Here is an interview with Jeff Allen who works with R and the new package Shiny in his technology startup. We featured his RGL Demo in our list of Shiny Demos- here
Ajay- Describe how you started using R. What are some of the benefits you noticed on moving to R?
Jeff- I began using R in an internship while working on my undergraduate degree. I was provided with some unformatted R code and asked to modularize the code then wrap it up into an R package for distribution alongside a publication.
To be honest, as a Computer Science student with training more heavily emphasizing the big high-level languages, R took some getting used to for me. It wasn’t until after I concluded that initial project and began using R to do my own data analysis that I began to realize its potential and value. It was the first scripting language which really made interactive use appealing to me — the experience of exploring a dataset in R was unlike anything I’d been taught in my University courses.
Upon gaining familiarity with the syntax and basics of the language, I began to see the immense value in the vast array of R packages which had already been created and made publicly available. I found repeatedly that many of the “niche” functions I’d been coding myself in more traditional languages had already been developed and shared freely on CRAN or Bioconductor.
Ajay- Describe your work in computational biology using R?
Jeff- I work in the Quantitative Biomedical Research Center (QBRC) at UT Southwestern Medical Center. My group is involved in analyzing and mining massive biological datasets, much of which is now coming from different sequencing technologies (DNA-seq, RNA-seq, etc.) which generate many Gigabytes of data with each experiment. Unfortunately, due to the sheer volume of that data, R is often unfit for the initial analysis and pre-processing of the data. However, once the data has been processed and reduced, we use R to identify statistically and (hopefully) biologically interesting trends or anomalies.

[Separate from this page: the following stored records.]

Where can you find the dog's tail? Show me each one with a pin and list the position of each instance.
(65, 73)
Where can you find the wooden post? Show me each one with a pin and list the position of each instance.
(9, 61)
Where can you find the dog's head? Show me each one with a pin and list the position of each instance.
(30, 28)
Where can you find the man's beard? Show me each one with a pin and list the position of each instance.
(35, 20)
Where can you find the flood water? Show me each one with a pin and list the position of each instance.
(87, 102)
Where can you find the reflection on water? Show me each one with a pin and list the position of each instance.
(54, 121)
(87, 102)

Personally, most of my research lately has focused on reconstructing the interactions between genes based on the patterns and behaviors we can observe. Thankfully, most of the data we work with here fits in memory, so I use R almost exclusively when doing analysis in this area. My most recent work was in “Ensemble Network Aggregation” (ENA), the package of which is now available in CRAN.

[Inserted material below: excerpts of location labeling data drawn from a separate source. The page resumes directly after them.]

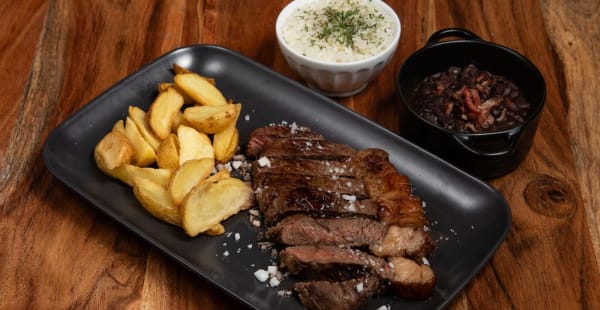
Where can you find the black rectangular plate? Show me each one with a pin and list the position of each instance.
(470, 219)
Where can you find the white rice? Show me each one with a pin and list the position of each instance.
(304, 27)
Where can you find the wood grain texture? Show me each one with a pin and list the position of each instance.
(58, 251)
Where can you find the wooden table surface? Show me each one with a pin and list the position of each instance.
(58, 251)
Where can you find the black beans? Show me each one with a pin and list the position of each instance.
(470, 100)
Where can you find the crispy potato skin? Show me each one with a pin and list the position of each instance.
(168, 155)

Ajay- Describe your work in web applications using R?
Jeff– I was initially tasked with developing software packages which encapsulated the new statistical methodologies being developed within the group (which, at the time, were largely focused on microarray data). I continued developing R packages and began investigating how I might be able to integrate my prior experience with web development into these projects. We ended up developing a handful of different web applications which typically required that we use R to precompute any data which ultimately made its way (statically) into the application.
More recently, we’ve been developing sites which take advantage of dynamic or real-time R analysis, such as our upcoming release of the Lung Cancer Explorer — a tool which allows for the interactive exploration of lung cancer data within a browser. We went to great lengths to develop the IT and software infrastructure that would allow us to interact with R remotely for these applications.
I’ve been taking some time on the side to play with RStudio’s new Shiny application which, like most everything else that group has put out, represents a massive leap forward in this space. We’ve already begun looking at how we can supplement or replace some of our in-house systems with Shiny to start taking advantage of some of its capabilities.
Ajay- What is Trestle Technology focused on?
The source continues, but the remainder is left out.